Once the toll is settled, the IRGC issues a permit code and route instructions. Ships are expected to fly the flag of the nation that arranged the passage, and in some cases, must change their official registration to that country. As the vessel approaches the Strait of Hormuz, it must broadcast its passcode over very high frequency radio channels and will be escorted by a patrol boat through the passage, navigating close to the coast between a series of islands that have been informally labeled "the Iranian tollbooth" by industry insiders.
Recent vessel tracking data shows a slight increase in ship transits through the Strait of Hormuz over the past week, but the numbers remain far below pre-war levels.
The legal foundation for Iran's toll imposition is ambiguous. Typically, countries have territorial waters extending 12 nautical miles (about 14 miles or 22 kilometers) from their coastlines, where they can inspect ships.
This month, Iran sent a letter to the International Maritime Organization, stating that ships from non-hostile nations could safely transit through Hormuz while restricting access to those it views as hostile.
In the letter, Iran claimed, “As the coastal state bordering the Strait, the Islamic Republic of Iran is fully exercising its rights to self-defense and inspecting vessels, which requires payment of a fee,” according to Jason Chuah, a professor of commercial and maritime law at City University London. He added that many experts believe this practice lacks legal standing.
Ship owners and operators face complex legal issues regarding whether to pay these tolls, what regulations and sanctions might apply from the US and Iran, and insurance coverage concerns.
Chuah remarked, “The Iranian conflict has raised numerous challenges for international law, particularly as both sides engage in actions that are highly controversial under established rules.”
Insurance rates for vessels wanting to traverse the Strait of Hormuz have drastically soared. Several ships have been hit by projectiles while anchored in the Persian Gulf or within the strait. For instance, a Kuwaiti oil tanker was struck by a drone near Dubai on March 31, leading to damage and fires. Despite US assurances of naval escorts and state-backed insurance, ship owners remain concerned about risking their crews.
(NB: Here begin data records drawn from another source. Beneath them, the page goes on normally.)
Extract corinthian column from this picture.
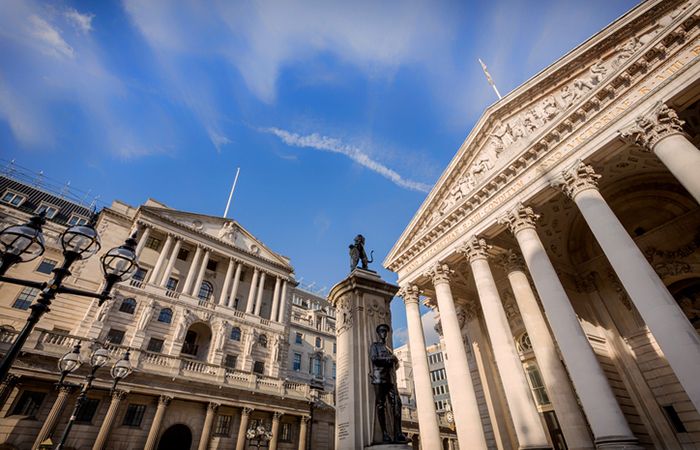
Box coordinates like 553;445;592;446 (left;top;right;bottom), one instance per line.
269;412;284;450
143;395;173;450
197;402;219;450
620;103;700;203
501;251;593;450
92;389;126;450
501;205;638;449
460;237;551;449
561;163;700;410
32;386;74;449
421;264;486;450
397;285;442;450
236;408;253;450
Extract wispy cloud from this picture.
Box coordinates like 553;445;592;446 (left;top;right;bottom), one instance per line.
260;127;431;192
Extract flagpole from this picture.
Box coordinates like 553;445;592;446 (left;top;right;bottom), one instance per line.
224;167;241;219
478;58;503;100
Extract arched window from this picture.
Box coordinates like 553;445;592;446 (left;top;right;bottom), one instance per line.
119;298;136;314
158;308;173;323
198;280;214;300
231;327;241;341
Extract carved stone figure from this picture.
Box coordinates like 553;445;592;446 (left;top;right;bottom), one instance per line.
370;323;407;444
350;234;374;272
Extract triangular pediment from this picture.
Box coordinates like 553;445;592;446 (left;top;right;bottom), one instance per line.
142;206;291;268
384;1;693;270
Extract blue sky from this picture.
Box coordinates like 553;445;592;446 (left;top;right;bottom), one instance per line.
0;0;637;343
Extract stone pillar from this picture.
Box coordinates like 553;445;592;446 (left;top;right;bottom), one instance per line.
270;277;282;322
328;269;399;450
297;416;310;450
253;272;267;316
231;262;243;308
182;245;202;295
160;238;182;287
197;402;220;450
501;205;638;449
268;412;284;450
621;103;700;203
143;395;173;450
92;389;127;450
190;249;210;297
398;285;442;450
561;163;700;410
245;268;260;314
422;264;486;450
32;386;75;449
502;251;593;450
277;280;287;323
236;408;253;450
136;224;151;256
218;258;236;306
460;237;551;449
148;234;173;284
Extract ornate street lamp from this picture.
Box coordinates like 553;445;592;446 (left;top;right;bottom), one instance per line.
0;215;138;382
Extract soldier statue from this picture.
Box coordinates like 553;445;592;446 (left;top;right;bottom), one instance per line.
369;323;407;444
350;234;374;272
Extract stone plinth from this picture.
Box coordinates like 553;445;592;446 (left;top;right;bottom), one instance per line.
328;269;400;450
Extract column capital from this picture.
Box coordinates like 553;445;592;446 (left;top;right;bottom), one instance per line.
619;102;685;152
426;263;454;286
498;203;540;234
498;249;525;274
457;236;491;263
396;284;420;305
553;161;601;200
Negotiating passage with the IRGC may not seem like a secure option either. Alongside the safety risks and insurance costs, making deals with the IRGC, which is under US, EU, and UK sanctions, could expose ships to potential violations of sanctions or anti-money laundering laws, experts have noted.
In a recent statement, US President Donald Trump indicated he wants the war with Iran to end in two to three weeks, regardless of whether the Strait of Hormuz is reopened. Following his remarks, both Israel and the US continued their strikes against Iran, which retaliated by launching missiles and drones targeting various sites, with an oil tanker in Qatari waters among the casualties. Trump later stated that a ceasefire was only attainable if the strait was reopened.
Despite a deal for safe passage being in place, shipping risks remain high, said Basil Germond, who chairs the international security department at Lancaster University and is a visiting fellow at the Royal Navy Strategic Studies Centre. He noted, “For this approach to succeed, Tehran must maintain the capacity to credibly threaten commercial shipping in the Strait and the Gulf. To be credible, Iran needs to occasionally attack tankers.”